Lukisan itu, jika dianalisis secara akademik, bisa
dimasukkan ke dalam aliran kontemporer realisme dengan sentuhan dekoratif.
Wajah digarap detail, proporsional, menyerupai aslinya. Latar dipenuhi motif,
penari gandrung yang distilasi, lanskap alam. Ada teknik layering yang kaya,
penggunaan titik-titik warna yang memberi tekstur pada hijab dan langit emas.
Emas itu memberi kesan sakral, seolah mengingatkan bahwa kekuasaan, jika ingin
bermakna, harus selalu dilingkari oleh cahaya yang tidak berasal dari dirinya
sendiri.
Kaligrafi di bagian atas lukisan, doa-doa keselamatan,
harapan agar amanah dijalankan dengan perlindungan Tuhan, menggeser pusat makna
dari figur ke niat. Teks Latin di bawahnya, “Mohon doa restunya… semoga selalu
dalam perlindungan… amanah… Aamiin”, membuat lukisan itu seperti surat terbuka
yang ditujukan kepada langit. Ini bukan sanjungan kosong kepada pemimpin,
melainkan pengingat bahwa jabatan adalah beban yang harus dipanggul dengan doa
banyak orang, termasuk doa anak-anak yang tidak punya apa-apa selain keyakinan.

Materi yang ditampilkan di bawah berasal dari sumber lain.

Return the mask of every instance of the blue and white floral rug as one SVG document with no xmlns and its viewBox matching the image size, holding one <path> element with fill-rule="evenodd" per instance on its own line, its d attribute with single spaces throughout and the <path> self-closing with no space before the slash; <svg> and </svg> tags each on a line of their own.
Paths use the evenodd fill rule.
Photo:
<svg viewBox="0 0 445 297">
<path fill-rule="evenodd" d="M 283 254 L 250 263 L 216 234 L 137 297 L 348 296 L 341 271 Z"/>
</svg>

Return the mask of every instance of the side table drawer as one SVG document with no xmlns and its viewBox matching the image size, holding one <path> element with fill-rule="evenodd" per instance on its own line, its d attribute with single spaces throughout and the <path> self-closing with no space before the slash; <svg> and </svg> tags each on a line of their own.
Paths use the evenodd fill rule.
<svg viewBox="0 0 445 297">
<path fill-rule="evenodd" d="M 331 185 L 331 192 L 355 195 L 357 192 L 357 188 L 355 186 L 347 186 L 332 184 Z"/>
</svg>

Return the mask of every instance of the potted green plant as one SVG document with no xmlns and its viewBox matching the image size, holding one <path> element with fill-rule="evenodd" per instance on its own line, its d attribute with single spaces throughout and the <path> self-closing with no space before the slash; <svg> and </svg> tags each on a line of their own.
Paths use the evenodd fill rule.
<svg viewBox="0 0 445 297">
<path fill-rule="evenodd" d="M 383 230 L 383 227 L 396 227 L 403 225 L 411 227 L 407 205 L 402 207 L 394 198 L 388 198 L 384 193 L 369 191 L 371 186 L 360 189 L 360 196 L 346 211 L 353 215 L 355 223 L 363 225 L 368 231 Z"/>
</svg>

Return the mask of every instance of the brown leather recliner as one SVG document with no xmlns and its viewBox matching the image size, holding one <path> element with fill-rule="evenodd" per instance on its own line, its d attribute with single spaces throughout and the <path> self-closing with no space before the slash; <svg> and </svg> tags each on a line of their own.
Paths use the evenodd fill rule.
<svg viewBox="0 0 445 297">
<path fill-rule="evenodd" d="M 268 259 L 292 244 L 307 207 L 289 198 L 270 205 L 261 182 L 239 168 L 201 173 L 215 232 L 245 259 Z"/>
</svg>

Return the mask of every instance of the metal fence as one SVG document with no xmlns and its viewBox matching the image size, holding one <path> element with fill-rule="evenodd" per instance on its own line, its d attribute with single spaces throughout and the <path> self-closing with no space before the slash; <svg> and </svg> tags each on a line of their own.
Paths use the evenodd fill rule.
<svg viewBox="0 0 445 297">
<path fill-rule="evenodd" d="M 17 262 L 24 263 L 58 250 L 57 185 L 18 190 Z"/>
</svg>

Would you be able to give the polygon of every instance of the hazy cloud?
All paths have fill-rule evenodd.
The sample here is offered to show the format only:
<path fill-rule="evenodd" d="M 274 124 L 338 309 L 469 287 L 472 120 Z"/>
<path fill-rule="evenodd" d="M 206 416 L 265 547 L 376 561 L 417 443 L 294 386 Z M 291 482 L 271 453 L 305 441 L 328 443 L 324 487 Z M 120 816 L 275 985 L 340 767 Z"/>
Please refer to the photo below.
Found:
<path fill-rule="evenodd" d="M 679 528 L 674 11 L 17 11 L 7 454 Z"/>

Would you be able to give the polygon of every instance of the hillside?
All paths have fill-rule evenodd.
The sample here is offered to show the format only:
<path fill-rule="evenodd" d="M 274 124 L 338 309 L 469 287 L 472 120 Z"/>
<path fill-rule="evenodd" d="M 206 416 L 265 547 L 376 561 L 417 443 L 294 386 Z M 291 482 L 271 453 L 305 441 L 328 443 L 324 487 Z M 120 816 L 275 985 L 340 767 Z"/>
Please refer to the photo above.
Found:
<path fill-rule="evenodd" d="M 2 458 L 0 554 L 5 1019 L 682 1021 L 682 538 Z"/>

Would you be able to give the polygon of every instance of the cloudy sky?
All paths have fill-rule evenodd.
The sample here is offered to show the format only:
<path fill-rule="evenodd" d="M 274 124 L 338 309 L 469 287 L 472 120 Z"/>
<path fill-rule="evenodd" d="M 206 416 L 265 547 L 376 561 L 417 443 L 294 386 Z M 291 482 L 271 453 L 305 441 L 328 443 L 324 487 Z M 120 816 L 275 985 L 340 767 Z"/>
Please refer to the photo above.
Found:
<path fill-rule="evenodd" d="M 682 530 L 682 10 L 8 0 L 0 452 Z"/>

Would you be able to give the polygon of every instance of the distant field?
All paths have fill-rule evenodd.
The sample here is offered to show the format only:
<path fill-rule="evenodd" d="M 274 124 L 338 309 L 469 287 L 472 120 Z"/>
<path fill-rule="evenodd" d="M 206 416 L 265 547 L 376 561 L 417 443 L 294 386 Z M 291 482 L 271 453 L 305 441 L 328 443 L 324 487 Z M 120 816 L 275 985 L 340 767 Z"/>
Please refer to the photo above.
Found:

Di titik inilah seni bertemu dengan sastra religi. Ia
tidak berteriak, tidak menggurui, tidak memaksa. Ia hanya menaruh kita di
hadapan pertanyaan yang sunyi: apa yang sebenarnya kita beli ketika membeli
sebuah karya seni? Apakah kita membeli keindahan, prestise, atau kesempatan
untuk terlibat dalam kebaikan yang lebih besar dari diri kita sendiri? Siapa
pun yang kelak membeli lukisan itu, jika memang ada, sesungguhnya tidak sedang
membeli potret seorang bupati. Ia membeli partisipasi dalam doa. Ia membeli
tanggung jawab moral untuk ikut menjaga sebuah madrasah agar tetap berdiri,
agar anak-anak di dalamnya tetap punya ruang untuk belajar mengeja iman dan pengetahuan.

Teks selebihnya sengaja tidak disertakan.